I shrug. “I’ll let you know.”

“That the kind of thing you do?” he asks, nodding toward the front of the house.

“I’ve done it,” I say. “It’s just their job.”

“Bob – do I have that right?” Shoffler says, looking at my father. He hooks a finger in his belt and hitches up his pants.

“Yes, you do. Robert J. Callahan.” My father gives a little whinny of high-pitched laughter, a sign of nerves to those of us who know him well.

“You mind calling the others to come in here?”

A gush of fear blooms in my chest. “You have something? You have… news?”

Shoffler shakes his head, and bends to help me, yanking on one of the futon frame’s recalcitrant legs. The whole thing unfolds with a crash. “There you go,” he says.

Between us, we manage to maneuver the awkward futon into position. “My son had one of these doohickeys when he was at Bowie State,” the detective says. “Slept on it once. Pretty comfortable.”
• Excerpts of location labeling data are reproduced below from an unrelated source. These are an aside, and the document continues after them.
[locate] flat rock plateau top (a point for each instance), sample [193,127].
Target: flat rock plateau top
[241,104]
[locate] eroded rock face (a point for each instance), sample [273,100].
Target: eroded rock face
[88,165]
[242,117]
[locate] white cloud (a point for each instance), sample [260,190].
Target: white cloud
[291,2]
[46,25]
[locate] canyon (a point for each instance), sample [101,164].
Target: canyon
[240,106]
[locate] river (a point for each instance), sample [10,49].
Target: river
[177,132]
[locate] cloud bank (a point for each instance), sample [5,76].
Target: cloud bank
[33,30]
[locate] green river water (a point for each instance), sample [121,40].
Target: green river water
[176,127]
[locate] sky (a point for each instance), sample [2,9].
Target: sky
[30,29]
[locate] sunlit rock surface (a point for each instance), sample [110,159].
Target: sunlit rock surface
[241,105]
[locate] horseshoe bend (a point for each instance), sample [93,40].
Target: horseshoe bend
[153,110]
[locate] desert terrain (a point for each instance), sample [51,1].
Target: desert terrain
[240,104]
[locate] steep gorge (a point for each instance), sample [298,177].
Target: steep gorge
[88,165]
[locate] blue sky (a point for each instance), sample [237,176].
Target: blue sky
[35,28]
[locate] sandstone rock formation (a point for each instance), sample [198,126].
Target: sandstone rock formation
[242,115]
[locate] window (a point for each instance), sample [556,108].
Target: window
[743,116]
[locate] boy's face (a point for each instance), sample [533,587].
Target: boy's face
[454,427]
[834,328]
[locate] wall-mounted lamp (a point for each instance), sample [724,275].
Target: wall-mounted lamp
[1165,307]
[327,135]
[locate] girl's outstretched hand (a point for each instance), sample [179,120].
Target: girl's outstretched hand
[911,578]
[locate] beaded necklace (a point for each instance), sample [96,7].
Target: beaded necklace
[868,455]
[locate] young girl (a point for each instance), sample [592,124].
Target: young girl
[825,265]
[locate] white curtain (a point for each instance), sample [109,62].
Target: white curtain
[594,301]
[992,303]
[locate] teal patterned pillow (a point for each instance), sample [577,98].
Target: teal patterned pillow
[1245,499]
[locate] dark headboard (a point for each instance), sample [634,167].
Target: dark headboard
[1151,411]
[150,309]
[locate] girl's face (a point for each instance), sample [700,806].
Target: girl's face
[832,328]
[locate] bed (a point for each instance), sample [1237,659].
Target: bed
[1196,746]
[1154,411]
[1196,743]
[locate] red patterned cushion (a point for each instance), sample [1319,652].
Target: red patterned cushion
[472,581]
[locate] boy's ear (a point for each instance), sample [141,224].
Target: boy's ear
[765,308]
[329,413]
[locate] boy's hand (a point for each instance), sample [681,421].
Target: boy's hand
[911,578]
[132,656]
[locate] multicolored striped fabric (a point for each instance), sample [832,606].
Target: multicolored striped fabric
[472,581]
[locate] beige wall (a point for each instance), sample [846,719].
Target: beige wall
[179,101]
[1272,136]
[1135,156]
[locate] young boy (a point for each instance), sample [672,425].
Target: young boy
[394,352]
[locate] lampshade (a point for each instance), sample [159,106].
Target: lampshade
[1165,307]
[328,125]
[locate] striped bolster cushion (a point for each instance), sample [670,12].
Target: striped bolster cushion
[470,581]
Once Liz and the others are in the room and seated, Shoffler tells us he’s going to give us an update on what’s been happening. The search in the woods outside the fairgrounds proceeds, he tells us, with more volunteers than they can “shake a stick at.” The hotline is swamped with calls, but it’s going “to take time to sort things out.” The questioning of fair employees, he says, “is slow, but it’s coming along. As I told Alex earlier, we’re having some trouble finding reliable witnesses who remember seeing the boys, but we’re making progress.”